I had a dream last night, which I’m much relieved about. I’ve been fighting a severe cold for the past few weeks and one of the biggest detriments to being unable to breathe is being unable to sleep properly, and thus not dreaming. Since I’ve gotten used to my cpap machine I’ve rather enjoyed the resurgence of dreaming and have taken to gauging my ongoing mental state by them.
Work stress dreams always revolve around returning to my old job at the University and not knowing what to do. I suspect my mind picks that job as a minor defensive move because I always end up reminding myself that, regardless of the complexity of the task there had always been a manual to follow. This allows me to calm myself down and regain control of the dream.
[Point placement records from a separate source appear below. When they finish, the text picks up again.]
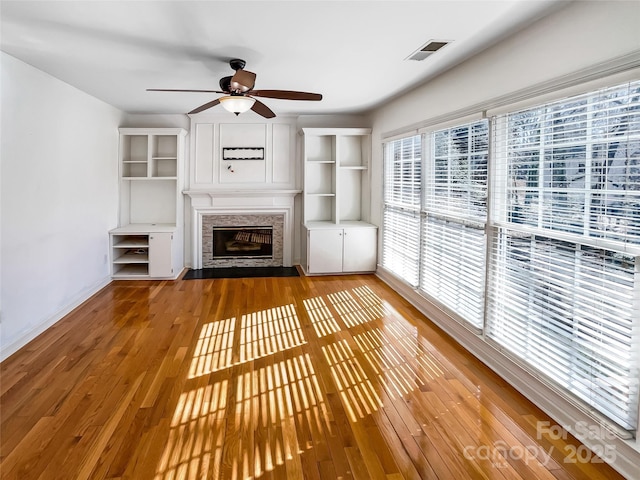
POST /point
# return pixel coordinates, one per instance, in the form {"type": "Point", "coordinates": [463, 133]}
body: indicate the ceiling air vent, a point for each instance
{"type": "Point", "coordinates": [430, 47]}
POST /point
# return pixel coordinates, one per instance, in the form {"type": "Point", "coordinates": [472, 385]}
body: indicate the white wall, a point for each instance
{"type": "Point", "coordinates": [58, 199]}
{"type": "Point", "coordinates": [585, 39]}
{"type": "Point", "coordinates": [582, 35]}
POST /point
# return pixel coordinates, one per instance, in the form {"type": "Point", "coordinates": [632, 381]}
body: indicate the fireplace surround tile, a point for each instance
{"type": "Point", "coordinates": [209, 221]}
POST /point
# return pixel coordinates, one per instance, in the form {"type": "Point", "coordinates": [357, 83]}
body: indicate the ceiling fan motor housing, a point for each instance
{"type": "Point", "coordinates": [237, 64]}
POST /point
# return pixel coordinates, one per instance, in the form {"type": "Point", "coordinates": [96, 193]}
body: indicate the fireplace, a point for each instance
{"type": "Point", "coordinates": [239, 209]}
{"type": "Point", "coordinates": [242, 242]}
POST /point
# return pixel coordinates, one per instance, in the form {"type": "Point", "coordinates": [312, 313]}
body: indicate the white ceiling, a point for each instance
{"type": "Point", "coordinates": [354, 53]}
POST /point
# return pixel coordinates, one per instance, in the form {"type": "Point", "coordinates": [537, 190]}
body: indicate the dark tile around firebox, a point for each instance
{"type": "Point", "coordinates": [240, 272]}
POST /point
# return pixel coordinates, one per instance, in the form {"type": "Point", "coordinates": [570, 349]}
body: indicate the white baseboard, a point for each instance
{"type": "Point", "coordinates": [80, 298]}
{"type": "Point", "coordinates": [624, 455]}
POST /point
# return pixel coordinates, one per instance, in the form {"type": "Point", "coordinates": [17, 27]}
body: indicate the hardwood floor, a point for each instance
{"type": "Point", "coordinates": [309, 377]}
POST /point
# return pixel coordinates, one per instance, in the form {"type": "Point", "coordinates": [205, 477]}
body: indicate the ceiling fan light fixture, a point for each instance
{"type": "Point", "coordinates": [237, 103]}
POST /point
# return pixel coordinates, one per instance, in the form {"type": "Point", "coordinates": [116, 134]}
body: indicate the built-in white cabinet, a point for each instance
{"type": "Point", "coordinates": [148, 242]}
{"type": "Point", "coordinates": [144, 251]}
{"type": "Point", "coordinates": [349, 248]}
{"type": "Point", "coordinates": [337, 238]}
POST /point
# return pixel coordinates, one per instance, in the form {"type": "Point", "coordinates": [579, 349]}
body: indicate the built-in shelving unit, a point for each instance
{"type": "Point", "coordinates": [148, 242]}
{"type": "Point", "coordinates": [337, 238]}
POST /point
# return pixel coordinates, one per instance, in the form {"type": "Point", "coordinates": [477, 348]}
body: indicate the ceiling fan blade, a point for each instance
{"type": "Point", "coordinates": [243, 81]}
{"type": "Point", "coordinates": [205, 106]}
{"type": "Point", "coordinates": [175, 90]}
{"type": "Point", "coordinates": [261, 109]}
{"type": "Point", "coordinates": [286, 95]}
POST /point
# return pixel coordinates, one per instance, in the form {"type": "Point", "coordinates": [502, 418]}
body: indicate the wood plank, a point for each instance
{"type": "Point", "coordinates": [270, 378]}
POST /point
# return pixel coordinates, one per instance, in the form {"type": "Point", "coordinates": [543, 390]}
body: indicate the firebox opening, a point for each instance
{"type": "Point", "coordinates": [242, 242]}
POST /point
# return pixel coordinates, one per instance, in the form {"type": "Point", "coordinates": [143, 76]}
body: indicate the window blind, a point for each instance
{"type": "Point", "coordinates": [401, 218]}
{"type": "Point", "coordinates": [564, 275]}
{"type": "Point", "coordinates": [454, 218]}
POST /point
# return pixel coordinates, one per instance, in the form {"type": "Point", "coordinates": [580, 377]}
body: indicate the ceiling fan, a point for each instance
{"type": "Point", "coordinates": [240, 93]}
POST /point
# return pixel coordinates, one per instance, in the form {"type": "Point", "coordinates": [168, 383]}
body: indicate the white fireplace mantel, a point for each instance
{"type": "Point", "coordinates": [241, 202]}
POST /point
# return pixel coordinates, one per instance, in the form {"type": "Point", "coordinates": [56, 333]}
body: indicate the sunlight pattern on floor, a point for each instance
{"type": "Point", "coordinates": [351, 312]}
{"type": "Point", "coordinates": [214, 348]}
{"type": "Point", "coordinates": [269, 331]}
{"type": "Point", "coordinates": [195, 442]}
{"type": "Point", "coordinates": [390, 364]}
{"type": "Point", "coordinates": [321, 318]}
{"type": "Point", "coordinates": [357, 393]}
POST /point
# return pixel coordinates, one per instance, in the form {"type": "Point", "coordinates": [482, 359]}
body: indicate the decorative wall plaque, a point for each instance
{"type": "Point", "coordinates": [243, 153]}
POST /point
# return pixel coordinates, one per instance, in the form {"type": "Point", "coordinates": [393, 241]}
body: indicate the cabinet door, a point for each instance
{"type": "Point", "coordinates": [360, 250]}
{"type": "Point", "coordinates": [160, 260]}
{"type": "Point", "coordinates": [325, 250]}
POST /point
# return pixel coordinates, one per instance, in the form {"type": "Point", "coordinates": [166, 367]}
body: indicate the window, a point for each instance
{"type": "Point", "coordinates": [564, 278]}
{"type": "Point", "coordinates": [401, 219]}
{"type": "Point", "coordinates": [551, 219]}
{"type": "Point", "coordinates": [454, 219]}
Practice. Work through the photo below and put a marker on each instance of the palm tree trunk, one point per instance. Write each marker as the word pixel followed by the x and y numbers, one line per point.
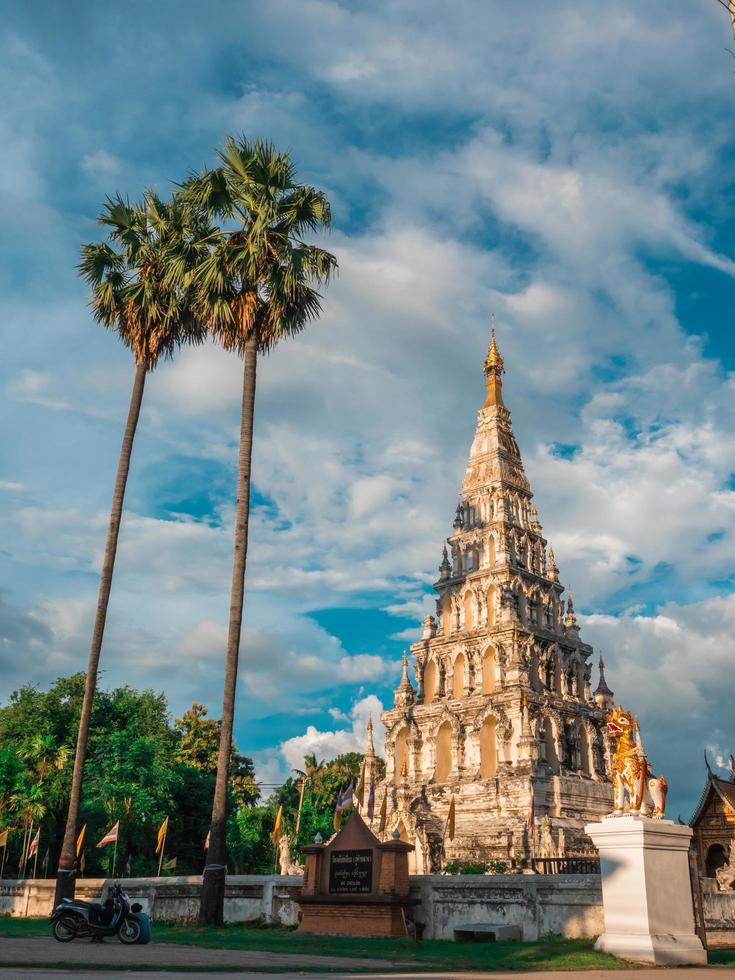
pixel 298 815
pixel 211 909
pixel 67 858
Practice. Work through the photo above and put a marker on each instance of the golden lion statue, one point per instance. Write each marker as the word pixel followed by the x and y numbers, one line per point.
pixel 635 788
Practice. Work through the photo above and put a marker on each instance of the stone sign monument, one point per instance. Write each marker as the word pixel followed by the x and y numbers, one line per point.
pixel 356 885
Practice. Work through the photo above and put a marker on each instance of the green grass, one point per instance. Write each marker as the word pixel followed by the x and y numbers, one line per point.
pixel 721 957
pixel 548 954
pixel 557 954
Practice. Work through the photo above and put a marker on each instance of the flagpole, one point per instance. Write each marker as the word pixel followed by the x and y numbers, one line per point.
pixel 26 849
pixel 163 848
pixel 22 855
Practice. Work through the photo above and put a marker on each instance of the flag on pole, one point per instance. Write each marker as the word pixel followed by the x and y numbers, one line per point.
pixel 161 835
pixel 531 819
pixel 383 813
pixel 33 846
pixel 278 825
pixel 111 835
pixel 344 802
pixel 451 818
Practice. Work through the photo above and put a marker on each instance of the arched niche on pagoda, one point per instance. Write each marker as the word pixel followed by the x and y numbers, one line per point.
pixel 551 743
pixel 488 747
pixel 445 614
pixel 400 755
pixel 489 666
pixel 469 610
pixel 491 605
pixel 431 681
pixel 458 676
pixel 443 752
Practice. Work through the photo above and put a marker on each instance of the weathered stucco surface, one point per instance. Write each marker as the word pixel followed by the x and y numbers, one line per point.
pixel 569 905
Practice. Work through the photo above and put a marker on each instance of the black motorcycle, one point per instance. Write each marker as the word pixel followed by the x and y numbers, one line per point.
pixel 74 919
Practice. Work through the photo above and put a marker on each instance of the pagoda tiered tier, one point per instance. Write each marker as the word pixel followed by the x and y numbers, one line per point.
pixel 502 710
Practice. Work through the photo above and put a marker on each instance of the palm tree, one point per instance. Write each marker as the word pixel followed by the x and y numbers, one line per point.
pixel 132 294
pixel 28 803
pixel 256 286
pixel 309 774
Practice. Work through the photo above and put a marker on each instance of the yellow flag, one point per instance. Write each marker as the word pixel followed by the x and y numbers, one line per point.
pixel 360 791
pixel 383 813
pixel 275 836
pixel 161 835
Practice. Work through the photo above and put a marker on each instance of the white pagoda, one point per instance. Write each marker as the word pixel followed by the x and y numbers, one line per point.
pixel 502 716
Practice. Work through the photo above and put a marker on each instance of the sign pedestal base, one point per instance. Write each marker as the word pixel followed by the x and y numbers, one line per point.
pixel 356 885
pixel 646 891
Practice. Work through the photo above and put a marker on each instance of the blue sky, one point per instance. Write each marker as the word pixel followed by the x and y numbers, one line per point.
pixel 568 168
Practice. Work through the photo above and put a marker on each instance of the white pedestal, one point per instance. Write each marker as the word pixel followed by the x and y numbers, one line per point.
pixel 646 893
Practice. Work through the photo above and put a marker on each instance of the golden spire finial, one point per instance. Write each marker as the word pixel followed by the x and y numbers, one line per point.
pixel 494 368
pixel 493 359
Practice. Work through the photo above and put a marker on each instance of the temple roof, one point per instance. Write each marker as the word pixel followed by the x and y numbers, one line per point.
pixel 723 788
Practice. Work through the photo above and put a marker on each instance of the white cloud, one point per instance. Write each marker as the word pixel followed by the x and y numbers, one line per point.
pixel 670 668
pixel 101 164
pixel 551 187
pixel 328 744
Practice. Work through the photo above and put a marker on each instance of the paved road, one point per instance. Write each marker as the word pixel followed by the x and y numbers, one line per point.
pixel 659 974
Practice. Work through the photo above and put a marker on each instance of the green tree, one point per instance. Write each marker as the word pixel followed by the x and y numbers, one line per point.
pixel 308 776
pixel 199 747
pixel 132 294
pixel 256 286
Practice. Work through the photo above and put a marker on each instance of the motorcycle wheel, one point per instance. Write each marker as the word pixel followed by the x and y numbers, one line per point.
pixel 64 929
pixel 129 931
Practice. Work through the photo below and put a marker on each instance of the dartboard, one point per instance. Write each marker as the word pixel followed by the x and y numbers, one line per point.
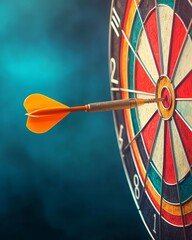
pixel 150 56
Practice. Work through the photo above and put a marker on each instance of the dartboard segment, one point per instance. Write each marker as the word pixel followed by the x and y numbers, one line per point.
pixel 152 57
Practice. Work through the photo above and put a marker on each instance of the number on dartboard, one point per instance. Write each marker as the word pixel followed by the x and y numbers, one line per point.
pixel 115 22
pixel 136 184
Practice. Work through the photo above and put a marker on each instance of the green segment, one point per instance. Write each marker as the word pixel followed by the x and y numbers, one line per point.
pixel 185 188
pixel 169 3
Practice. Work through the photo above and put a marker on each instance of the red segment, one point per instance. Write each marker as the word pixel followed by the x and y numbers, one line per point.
pixel 142 81
pixel 149 131
pixel 184 90
pixel 178 34
pixel 185 135
pixel 169 169
pixel 152 33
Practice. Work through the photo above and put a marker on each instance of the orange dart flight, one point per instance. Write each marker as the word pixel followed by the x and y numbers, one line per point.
pixel 44 113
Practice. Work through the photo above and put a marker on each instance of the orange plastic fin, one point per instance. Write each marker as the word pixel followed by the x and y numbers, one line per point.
pixel 38 101
pixel 44 123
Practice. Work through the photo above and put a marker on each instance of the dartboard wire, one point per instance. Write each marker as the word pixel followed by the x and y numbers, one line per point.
pixel 143 26
pixel 136 136
pixel 177 183
pixel 180 52
pixel 162 180
pixel 183 99
pixel 138 58
pixel 149 161
pixel 190 169
pixel 171 36
pixel 132 91
pixel 186 123
pixel 159 37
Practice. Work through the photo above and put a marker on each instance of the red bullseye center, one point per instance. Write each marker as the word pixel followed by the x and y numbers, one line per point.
pixel 167 98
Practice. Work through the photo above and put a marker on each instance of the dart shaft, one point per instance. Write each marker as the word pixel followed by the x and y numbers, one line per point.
pixel 93 107
pixel 119 104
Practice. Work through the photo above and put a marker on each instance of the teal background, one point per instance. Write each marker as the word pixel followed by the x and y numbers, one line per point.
pixel 68 183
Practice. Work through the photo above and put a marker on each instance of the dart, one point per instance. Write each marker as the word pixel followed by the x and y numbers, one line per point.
pixel 44 113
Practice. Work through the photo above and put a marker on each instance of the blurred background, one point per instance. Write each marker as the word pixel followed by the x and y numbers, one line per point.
pixel 68 183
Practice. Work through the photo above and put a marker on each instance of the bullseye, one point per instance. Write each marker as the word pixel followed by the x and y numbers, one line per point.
pixel 164 89
pixel 166 95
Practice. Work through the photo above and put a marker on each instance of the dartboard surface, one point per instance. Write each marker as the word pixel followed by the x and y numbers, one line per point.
pixel 151 57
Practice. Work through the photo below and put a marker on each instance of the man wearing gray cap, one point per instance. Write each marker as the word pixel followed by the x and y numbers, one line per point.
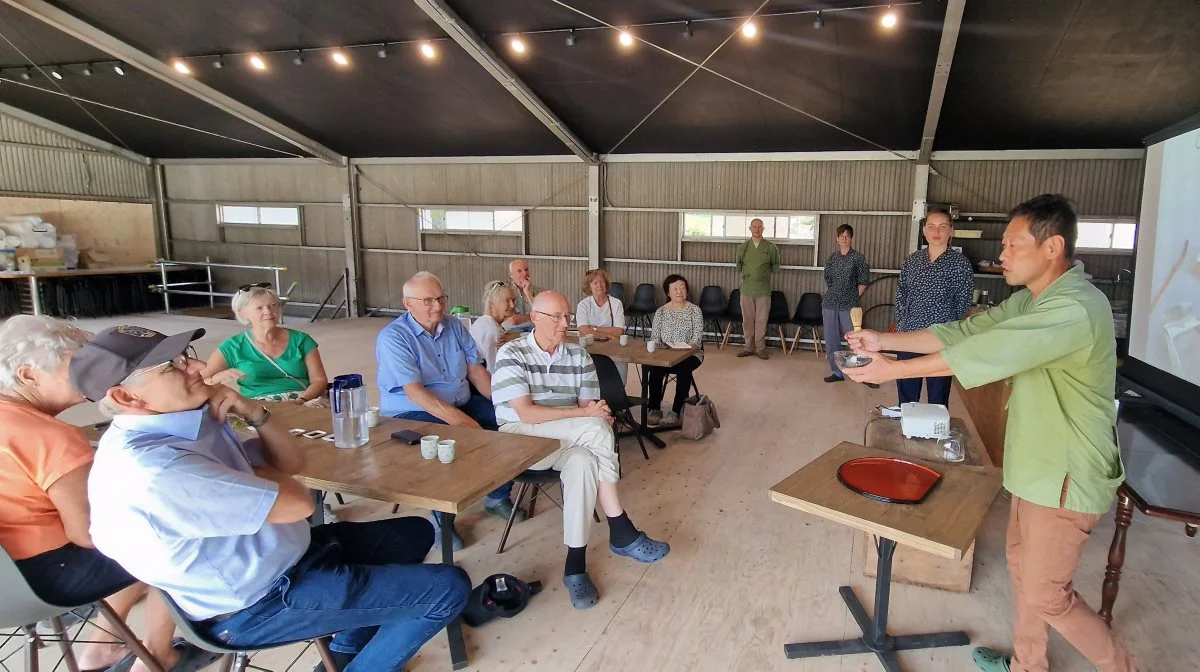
pixel 219 525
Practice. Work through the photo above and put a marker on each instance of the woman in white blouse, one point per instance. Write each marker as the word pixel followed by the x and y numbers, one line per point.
pixel 601 315
pixel 499 304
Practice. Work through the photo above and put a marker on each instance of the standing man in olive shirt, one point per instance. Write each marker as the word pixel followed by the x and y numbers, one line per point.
pixel 1055 339
pixel 757 259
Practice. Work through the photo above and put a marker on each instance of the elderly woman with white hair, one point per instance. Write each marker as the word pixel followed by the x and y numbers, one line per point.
pixel 269 361
pixel 45 517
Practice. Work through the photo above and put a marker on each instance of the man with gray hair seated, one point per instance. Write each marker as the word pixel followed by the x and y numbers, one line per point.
pixel 545 387
pixel 219 525
pixel 427 365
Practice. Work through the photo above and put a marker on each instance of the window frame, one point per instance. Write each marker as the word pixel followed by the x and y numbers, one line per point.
pixel 423 209
pixel 751 214
pixel 1109 250
pixel 258 208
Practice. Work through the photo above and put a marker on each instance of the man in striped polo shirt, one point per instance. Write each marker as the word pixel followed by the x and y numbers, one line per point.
pixel 545 387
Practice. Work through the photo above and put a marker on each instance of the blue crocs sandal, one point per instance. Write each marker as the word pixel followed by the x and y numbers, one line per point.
pixel 581 591
pixel 643 550
pixel 989 660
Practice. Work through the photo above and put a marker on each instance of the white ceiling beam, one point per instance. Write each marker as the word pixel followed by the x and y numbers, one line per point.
pixel 96 37
pixel 484 55
pixel 941 76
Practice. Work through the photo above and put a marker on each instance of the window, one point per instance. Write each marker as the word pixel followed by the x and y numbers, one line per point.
pixel 258 216
pixel 472 220
pixel 736 226
pixel 1105 235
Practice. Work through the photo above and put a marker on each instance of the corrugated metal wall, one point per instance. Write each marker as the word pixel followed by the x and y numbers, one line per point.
pixel 39 162
pixel 1099 187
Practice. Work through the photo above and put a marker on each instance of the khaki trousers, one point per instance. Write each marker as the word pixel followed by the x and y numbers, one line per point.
pixel 755 311
pixel 586 460
pixel 1043 551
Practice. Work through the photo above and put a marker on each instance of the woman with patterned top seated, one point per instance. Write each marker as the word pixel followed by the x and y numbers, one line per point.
pixel 269 361
pixel 935 287
pixel 678 321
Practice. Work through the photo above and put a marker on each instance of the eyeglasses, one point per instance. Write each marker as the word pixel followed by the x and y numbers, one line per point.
pixel 429 301
pixel 558 317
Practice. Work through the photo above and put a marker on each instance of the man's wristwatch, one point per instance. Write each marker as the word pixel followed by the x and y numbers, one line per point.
pixel 267 417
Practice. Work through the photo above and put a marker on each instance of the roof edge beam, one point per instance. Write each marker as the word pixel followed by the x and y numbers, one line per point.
pixel 71 133
pixel 941 77
pixel 484 55
pixel 96 37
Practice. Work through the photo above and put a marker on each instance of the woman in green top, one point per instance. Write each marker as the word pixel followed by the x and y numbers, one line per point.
pixel 270 361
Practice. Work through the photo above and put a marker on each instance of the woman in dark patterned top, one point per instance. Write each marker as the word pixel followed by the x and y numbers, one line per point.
pixel 678 321
pixel 846 276
pixel 935 287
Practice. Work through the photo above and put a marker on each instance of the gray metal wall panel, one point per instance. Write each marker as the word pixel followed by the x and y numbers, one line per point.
pixel 256 183
pixel 389 228
pixel 475 184
pixel 883 240
pixel 640 235
pixel 53 172
pixel 558 233
pixel 768 185
pixel 1099 186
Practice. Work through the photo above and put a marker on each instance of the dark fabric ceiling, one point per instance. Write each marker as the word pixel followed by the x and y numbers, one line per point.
pixel 1027 75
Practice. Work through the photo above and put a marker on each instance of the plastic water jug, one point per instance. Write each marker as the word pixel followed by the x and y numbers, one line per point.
pixel 348 401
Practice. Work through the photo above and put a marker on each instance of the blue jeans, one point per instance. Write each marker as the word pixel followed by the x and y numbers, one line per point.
pixel 937 389
pixel 364 581
pixel 481 411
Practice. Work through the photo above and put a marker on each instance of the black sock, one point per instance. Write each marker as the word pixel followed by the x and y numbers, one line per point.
pixel 621 531
pixel 576 561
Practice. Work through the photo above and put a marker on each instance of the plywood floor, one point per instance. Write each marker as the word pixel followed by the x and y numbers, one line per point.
pixel 745 575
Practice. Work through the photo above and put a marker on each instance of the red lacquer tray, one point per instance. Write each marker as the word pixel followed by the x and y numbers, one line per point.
pixel 888 479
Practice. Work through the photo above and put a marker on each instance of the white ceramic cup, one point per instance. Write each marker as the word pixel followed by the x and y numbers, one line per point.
pixel 430 447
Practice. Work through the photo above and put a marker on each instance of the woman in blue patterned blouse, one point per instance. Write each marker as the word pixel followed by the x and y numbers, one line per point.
pixel 935 287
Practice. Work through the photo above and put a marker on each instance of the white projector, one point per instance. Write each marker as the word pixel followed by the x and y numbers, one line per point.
pixel 924 420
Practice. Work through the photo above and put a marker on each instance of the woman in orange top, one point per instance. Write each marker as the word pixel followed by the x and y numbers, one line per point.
pixel 43 491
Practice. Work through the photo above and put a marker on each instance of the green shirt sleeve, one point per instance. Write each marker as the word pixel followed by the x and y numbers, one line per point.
pixel 1039 337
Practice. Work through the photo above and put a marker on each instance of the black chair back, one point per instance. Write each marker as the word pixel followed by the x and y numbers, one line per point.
pixel 612 390
pixel 808 311
pixel 733 309
pixel 645 301
pixel 617 291
pixel 712 301
pixel 778 313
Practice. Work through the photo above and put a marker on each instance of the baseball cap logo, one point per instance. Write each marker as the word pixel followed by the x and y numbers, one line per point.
pixel 137 331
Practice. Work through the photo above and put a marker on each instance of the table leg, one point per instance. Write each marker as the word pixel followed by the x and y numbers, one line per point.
pixel 454 630
pixel 1116 556
pixel 875 630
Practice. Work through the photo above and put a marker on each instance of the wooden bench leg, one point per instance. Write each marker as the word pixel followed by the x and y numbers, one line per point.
pixel 1116 556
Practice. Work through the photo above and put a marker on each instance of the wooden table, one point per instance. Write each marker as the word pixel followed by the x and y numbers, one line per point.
pixel 636 353
pixel 1162 472
pixel 945 525
pixel 911 565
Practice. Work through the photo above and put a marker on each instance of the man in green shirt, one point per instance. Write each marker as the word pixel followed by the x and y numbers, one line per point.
pixel 757 259
pixel 1062 466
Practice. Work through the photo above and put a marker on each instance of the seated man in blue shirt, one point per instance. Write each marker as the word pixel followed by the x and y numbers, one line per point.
pixel 219 525
pixel 427 364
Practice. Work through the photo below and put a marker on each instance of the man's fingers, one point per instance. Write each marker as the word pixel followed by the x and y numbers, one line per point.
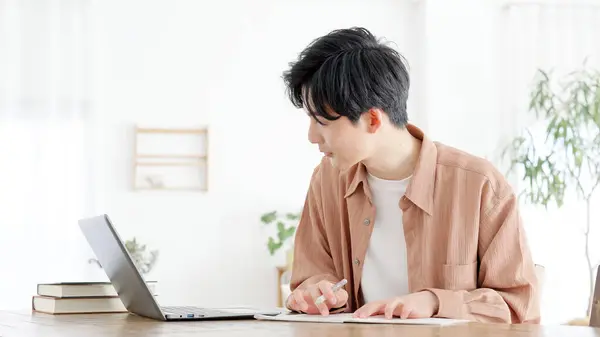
pixel 290 303
pixel 406 311
pixel 315 292
pixel 325 288
pixel 390 308
pixel 300 301
pixel 341 297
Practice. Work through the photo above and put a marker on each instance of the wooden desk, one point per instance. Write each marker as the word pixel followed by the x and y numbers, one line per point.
pixel 26 324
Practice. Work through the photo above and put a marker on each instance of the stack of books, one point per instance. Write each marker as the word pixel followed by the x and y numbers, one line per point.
pixel 79 298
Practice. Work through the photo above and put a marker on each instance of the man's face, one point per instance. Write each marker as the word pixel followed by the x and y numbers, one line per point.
pixel 344 143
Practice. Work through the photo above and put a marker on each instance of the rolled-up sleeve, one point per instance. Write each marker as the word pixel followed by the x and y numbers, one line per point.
pixel 508 289
pixel 312 258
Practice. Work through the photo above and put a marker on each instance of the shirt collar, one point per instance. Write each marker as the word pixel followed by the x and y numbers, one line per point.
pixel 421 187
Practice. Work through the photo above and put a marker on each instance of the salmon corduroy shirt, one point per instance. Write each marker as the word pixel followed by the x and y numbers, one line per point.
pixel 464 236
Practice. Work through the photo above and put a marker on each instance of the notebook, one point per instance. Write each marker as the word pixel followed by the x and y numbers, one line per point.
pixel 347 318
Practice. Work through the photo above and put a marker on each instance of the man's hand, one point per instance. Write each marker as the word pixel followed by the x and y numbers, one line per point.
pixel 303 299
pixel 423 304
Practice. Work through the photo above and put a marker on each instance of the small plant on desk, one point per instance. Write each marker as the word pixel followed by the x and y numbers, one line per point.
pixel 286 228
pixel 145 261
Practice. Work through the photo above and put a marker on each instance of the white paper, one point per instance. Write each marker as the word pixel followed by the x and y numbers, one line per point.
pixel 347 318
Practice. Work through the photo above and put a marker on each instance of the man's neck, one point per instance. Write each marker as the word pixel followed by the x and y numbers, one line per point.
pixel 396 158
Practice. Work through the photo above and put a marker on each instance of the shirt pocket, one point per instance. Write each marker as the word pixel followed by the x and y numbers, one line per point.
pixel 460 276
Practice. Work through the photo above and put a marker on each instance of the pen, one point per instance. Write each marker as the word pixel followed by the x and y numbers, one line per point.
pixel 335 288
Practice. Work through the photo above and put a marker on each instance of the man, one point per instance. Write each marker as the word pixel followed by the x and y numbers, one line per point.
pixel 417 228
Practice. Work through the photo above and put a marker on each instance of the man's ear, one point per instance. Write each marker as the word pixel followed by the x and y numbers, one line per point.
pixel 374 119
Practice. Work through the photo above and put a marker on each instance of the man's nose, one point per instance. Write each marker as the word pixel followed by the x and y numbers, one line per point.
pixel 313 134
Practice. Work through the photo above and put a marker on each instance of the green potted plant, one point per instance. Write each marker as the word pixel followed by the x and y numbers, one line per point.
pixel 285 224
pixel 568 109
pixel 144 260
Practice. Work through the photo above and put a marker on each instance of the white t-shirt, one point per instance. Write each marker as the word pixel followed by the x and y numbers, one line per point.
pixel 385 266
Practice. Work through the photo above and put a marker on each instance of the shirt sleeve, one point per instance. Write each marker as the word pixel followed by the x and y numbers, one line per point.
pixel 508 289
pixel 312 257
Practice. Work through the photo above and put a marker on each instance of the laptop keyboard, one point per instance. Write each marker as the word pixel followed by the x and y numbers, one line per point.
pixel 184 310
Life stress often results in dreams about having to share living space or struggling with having to navigate through either very convoluted parking lots, cityscapes, or just buildings in general. The shared living space always involves rooms with gaping walls and showers with no privacy whatsoever. Open bathrooms that only afford limited privacy with opaque shower curtains figure prominently. Obviously my personal and being able to figure out where Ian and what i.e. doing are huge buttons for me.
Last night’s dream was a new take on desires for personal freedom. In my dream the snow had melted just enough that I thought I could navigate the roads with minimal risk. I had very definite plans to hit the road on my motorbike to ride someplace hot and dry.
Apparently my dreams of freedom are becoming literal.
The only difference being, with the real world, you ultimately have to come back. In my dream I had no such intention. It was a very solid feeling of “point south and go”.
I guess that’s what makes it a dream.